Estos primeros esfuerzos se ven alentados por la ayuda que ofrece la Northen, asignando como lugar una bodega para la primera estación -hoy Talleres de INCOFER-.
Según relatos, se usaba una carreta jalada por un burro, con un cilindro en el centro de la misma que contenía agua y ácido, los cuales salían a presión, donada por la Northen.
Además, la Northen prestaba un hidrante y luego se colocaron más hidrantes en el pueblo: Bomba de Marroquín, Mercado Viejo y la Oca Loca, estos hidrantes eran altos y de una sola salida. Tiempo despúes llegó la primera ambulancia donada por el pueblo, esta ambulancia se guardaba en la Estación de Bomberos.

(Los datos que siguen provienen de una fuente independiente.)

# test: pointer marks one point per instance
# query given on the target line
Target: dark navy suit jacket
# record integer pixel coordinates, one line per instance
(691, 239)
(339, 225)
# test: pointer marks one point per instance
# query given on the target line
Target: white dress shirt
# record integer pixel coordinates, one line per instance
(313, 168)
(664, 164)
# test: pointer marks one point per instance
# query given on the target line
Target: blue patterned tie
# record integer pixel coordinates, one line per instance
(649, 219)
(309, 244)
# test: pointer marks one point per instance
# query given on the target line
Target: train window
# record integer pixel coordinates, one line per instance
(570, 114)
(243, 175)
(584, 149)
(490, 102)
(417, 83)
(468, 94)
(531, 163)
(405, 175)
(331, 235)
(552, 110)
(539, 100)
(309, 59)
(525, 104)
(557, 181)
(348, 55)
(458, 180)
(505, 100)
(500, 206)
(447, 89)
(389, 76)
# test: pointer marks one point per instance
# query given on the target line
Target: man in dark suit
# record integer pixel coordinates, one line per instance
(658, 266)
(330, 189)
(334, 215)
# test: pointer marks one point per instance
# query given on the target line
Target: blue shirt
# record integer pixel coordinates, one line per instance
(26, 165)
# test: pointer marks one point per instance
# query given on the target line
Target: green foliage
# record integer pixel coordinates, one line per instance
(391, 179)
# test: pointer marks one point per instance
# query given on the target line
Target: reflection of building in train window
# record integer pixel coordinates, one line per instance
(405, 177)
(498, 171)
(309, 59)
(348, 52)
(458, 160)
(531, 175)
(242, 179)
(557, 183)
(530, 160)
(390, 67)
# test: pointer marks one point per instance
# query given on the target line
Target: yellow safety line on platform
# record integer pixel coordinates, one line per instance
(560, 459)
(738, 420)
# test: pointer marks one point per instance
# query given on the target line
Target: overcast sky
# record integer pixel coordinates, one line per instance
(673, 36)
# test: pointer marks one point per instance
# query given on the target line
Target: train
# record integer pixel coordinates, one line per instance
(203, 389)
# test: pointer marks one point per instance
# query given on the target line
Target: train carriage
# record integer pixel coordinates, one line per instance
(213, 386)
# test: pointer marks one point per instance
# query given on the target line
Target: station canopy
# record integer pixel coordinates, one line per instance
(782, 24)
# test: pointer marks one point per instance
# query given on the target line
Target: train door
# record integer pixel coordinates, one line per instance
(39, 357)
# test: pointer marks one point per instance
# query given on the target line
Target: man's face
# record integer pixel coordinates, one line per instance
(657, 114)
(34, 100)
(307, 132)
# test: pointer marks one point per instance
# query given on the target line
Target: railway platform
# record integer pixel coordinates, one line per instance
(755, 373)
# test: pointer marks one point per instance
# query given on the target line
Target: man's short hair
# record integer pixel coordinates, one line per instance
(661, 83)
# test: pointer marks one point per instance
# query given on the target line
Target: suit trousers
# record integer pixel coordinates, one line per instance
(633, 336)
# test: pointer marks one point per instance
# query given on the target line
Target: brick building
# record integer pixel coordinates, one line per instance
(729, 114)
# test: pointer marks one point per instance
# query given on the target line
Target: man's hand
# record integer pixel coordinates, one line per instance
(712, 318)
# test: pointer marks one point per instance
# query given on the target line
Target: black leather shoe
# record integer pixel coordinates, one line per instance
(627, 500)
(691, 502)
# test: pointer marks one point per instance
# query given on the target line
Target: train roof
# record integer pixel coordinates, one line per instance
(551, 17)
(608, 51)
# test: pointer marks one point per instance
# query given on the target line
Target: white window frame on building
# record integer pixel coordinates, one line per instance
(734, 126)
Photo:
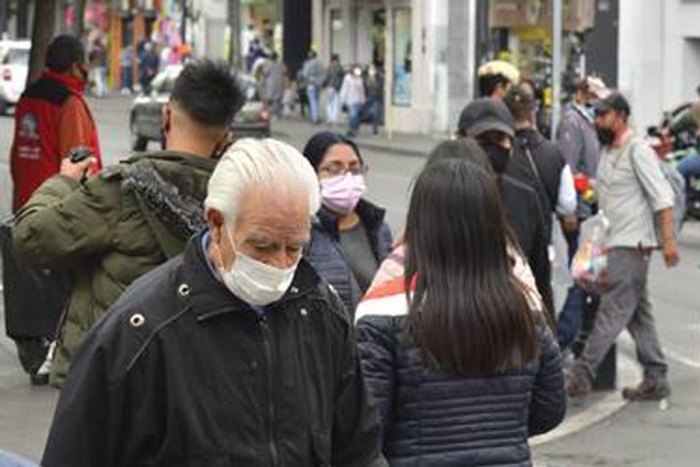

Al inicio, para comunicar un incidente, los ciudadanos llegaban directamente a la estación a avisar, luego se adquiere una sirena para solicitar la asistencia de bomberos voluntarios en las emergencias, tomando la idea de la sirena utilizada por la Northen para avisar a sus empleados la hora de entrada, el almuerzo y la salida. Los voluntarios se desplazaban a las emergencias en bicicletas.
La primera máquina de bomberos de Limón fue la M-02, la cual se adquiere por la cooperación entre el pueblo y el Banco Nacional de Seguros, actualmente INS.